Afghanistan Studie sieht wachsenden Einfluss der Taliban
Die afghanische Bevölkerung wendet sich einer Studie zufolge wieder verstärkt den Taliban zu. Sie ist verärgert über die ausländischen Truppen und die eigene Regierung
Die Kämpfe in Afghanistan könnten sich zu einem landesweiten Aufstand ausweiten. Zu diesem Schluss kommt eine Untersuchung der Forschungsgruppe "Afghan Analysts Network".
Demnach sollen die Taliban auch außerhalb der paschtunischen Bevölkerung, die traditionell mit den Islamisten verbunden ist, an Einfluss gewinnen. So habe der zunehmende Ärger über das Verhalten der ausländischen Truppen dazu geführt, dass sich auch solche Gruppen den Taliban angenähert hätten, die früher das internationale Engagement in Afghanistan unterstützten.
Sollte sich dieser Trend fortsetzen, dann hätten die aktuellen Kämpfe "das Potenzial, sich über ethnische Grenzen und religiöse Differenzen hinweg zu einer noch breiteren afghanisch-nationalistischen Bewegung zu entwickeln", schreibt der Autor der Studie, der deutsche Afghanist Thomas Ruttig.
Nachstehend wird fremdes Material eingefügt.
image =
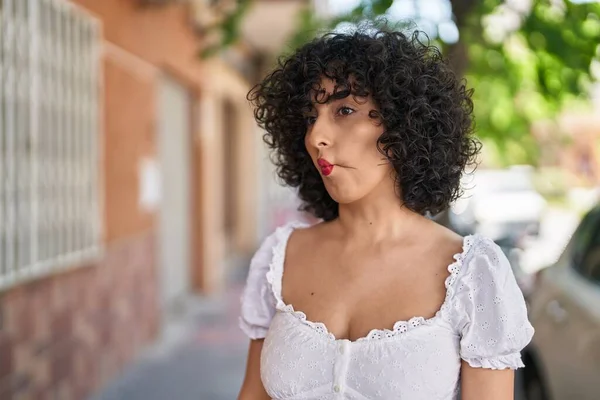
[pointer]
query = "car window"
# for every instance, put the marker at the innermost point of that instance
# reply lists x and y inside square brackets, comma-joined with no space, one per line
[586,246]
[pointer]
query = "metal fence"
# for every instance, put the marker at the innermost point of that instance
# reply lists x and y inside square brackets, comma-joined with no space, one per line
[49,138]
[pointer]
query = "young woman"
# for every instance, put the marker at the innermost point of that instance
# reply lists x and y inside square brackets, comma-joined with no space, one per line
[376,301]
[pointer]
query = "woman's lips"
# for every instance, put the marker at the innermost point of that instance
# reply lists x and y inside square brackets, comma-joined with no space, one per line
[326,166]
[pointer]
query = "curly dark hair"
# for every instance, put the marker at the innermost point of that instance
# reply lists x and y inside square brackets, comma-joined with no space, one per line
[426,112]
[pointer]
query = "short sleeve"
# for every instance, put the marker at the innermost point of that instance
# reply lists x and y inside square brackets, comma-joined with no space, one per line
[258,301]
[491,314]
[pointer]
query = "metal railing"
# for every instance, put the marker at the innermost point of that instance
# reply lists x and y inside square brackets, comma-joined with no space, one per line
[49,138]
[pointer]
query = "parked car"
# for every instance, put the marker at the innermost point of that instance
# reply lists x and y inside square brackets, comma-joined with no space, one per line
[563,360]
[501,204]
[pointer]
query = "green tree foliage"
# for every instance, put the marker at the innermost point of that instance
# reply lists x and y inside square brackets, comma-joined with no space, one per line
[520,75]
[545,63]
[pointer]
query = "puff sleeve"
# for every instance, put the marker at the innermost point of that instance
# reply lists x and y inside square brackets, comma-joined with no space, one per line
[491,314]
[258,301]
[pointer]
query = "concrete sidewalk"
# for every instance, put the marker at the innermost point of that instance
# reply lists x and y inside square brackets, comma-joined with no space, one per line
[201,356]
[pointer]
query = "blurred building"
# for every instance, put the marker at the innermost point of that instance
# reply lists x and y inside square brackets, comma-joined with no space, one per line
[132,175]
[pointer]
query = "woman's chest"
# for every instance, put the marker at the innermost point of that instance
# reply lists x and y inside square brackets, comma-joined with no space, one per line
[301,360]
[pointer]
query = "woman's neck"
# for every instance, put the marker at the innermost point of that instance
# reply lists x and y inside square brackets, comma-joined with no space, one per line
[378,216]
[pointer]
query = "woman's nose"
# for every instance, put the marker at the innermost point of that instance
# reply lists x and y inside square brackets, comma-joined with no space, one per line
[319,136]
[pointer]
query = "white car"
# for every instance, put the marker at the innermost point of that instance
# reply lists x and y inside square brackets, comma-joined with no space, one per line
[498,203]
[563,360]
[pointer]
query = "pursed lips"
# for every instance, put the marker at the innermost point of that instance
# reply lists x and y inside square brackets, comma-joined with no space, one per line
[326,166]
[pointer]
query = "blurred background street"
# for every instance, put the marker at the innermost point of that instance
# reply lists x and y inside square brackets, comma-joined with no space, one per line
[135,186]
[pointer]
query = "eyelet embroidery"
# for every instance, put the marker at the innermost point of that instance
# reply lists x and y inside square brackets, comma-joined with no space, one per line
[275,278]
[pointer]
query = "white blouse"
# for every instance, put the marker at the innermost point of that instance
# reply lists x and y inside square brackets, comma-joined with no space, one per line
[483,321]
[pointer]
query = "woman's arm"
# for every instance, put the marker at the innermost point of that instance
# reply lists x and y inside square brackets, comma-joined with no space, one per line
[485,383]
[252,388]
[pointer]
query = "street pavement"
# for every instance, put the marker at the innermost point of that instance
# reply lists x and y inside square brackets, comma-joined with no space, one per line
[202,353]
[203,359]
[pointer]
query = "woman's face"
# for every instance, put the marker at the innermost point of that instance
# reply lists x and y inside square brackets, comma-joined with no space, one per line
[341,139]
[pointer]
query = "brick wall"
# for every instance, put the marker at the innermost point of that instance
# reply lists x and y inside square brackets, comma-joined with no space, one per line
[64,336]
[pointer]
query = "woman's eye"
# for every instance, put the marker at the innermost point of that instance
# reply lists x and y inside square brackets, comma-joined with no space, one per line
[345,110]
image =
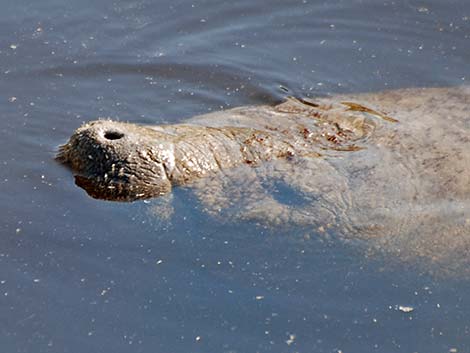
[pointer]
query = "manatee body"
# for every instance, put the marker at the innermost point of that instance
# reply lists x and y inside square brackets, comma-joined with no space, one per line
[391,168]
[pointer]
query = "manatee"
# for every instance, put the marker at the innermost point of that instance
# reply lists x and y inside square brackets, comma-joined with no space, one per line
[391,169]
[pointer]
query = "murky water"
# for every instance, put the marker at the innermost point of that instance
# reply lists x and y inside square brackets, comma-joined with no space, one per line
[81,275]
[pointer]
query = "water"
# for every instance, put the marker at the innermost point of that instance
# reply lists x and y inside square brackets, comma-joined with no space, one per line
[79,274]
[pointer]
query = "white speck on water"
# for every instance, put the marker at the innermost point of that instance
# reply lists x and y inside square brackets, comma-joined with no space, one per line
[405,309]
[291,339]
Neben dem zunehmenden Eindruck einer "Besatzung" durch ausländische Soldaten trügen auch andere Faktoren dazu bei, dass sich Nicht-Paschtunen zu den Taliban hingezogen fühlten. Ruttig zählt dazu eine anti-westliche Gefühlslage und die steigende internationale Solidarität unter Muslimen.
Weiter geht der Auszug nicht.